IF 0.6 Q4 ORTHOPEDICS Pub Date : 2025-03-01 DOI: 10.5704/MOJ.2503.017
H Y Lam, A S Halim, W A Wan-Sulaiman

Surgical management of femur osteomyelitis remains challenging. The burden of this chronic disease invariably results in composite bony and soft tissue defects that can interfere with bony stability. Therefore, reconstructive surgery is integral to functional limb salvage and limb preservatives. To the best of our knowledge, we are the first to report the limb salvaging method and important planning considerations for a case of chronic refractory osteomyelitis. We presented a case of a 31-year-old female with chronic post-traumatic osteomyelitis of the right femur. This intractable disease results in frequent remission of infection and non-union of the midshaft fracture. Surgical management with the implant, external fixation, and cement spacer failed due to infection. This rendered vascularised bone graft with massive allograft the only option. We described the anatomical aberrant during the harvest of free fibula flap and modified chimeric fibula flap to overcome the soft tissue defect complicated with severe fibrotic tissue with a background of an obese patient. She had undergone emergency hematoma evacuation 20 hours after the surgery. Otherwise, the flap survived well, and the patient started to have partial weight bearing. Chimeric fibula osteocutaneous free flap is a useful armament to provide a complex 3-dimensional spatial arrangement in a case of chronic osteomyelitis with huge bony and soft tissue defects.
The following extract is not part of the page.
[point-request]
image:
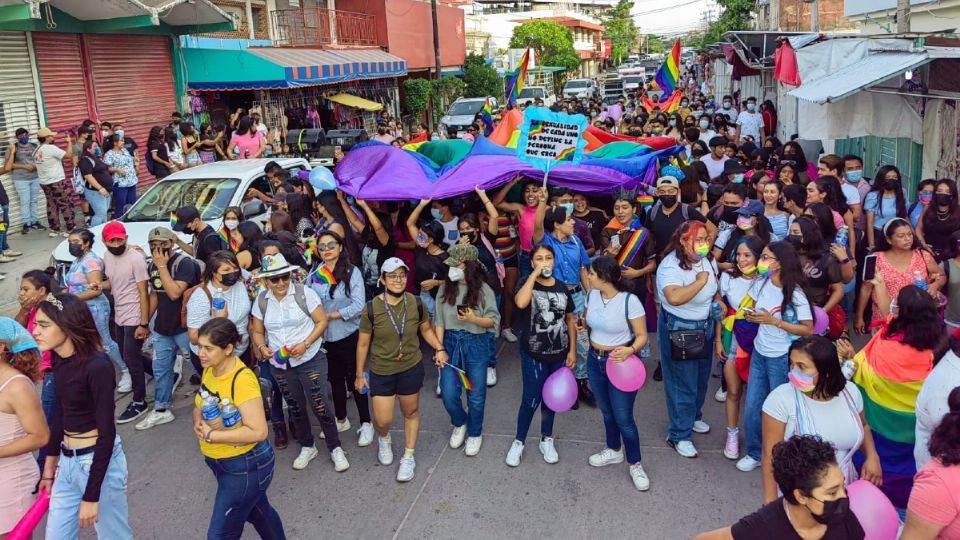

股骨骨髓炎的外科治疗仍然具有挑战性。这种慢性疾病的负担总是导致复合骨和软组织缺陷,可干扰骨稳定性。因此,重建手术是功能性肢体保存和肢体保存不可或缺的一部分。据我们所知,我们是第一个报道肢体抢救方法和重要规划考虑慢性难治性骨髓炎的病例。我们提出了一个病例31岁的女性慢性创伤后骨髓炎的右股骨。这种难治性疾病导致中轴骨折感染和不愈合的频繁缓解。由于感染,植入物、外固定物和水泥垫片的手术治疗失败。这使得带血管的骨移植物与大量同种异体移植物是唯一的选择。我们以一例肥胖患者为背景,描述了在移植游离腓骨皮瓣和改良嵌合腓骨皮瓣时的解剖异常,以克服软组织缺损合并严重纤维化组织。手术后20小时,她接受了紧急血肿清除手术。否则,皮瓣存活良好,患者开始部分负重。嵌合腓骨骨皮游离皮瓣是一种有效的武器,提供复杂的三维空间安排的情况下,慢性骨髓炎的骨和软组织的巨大缺陷。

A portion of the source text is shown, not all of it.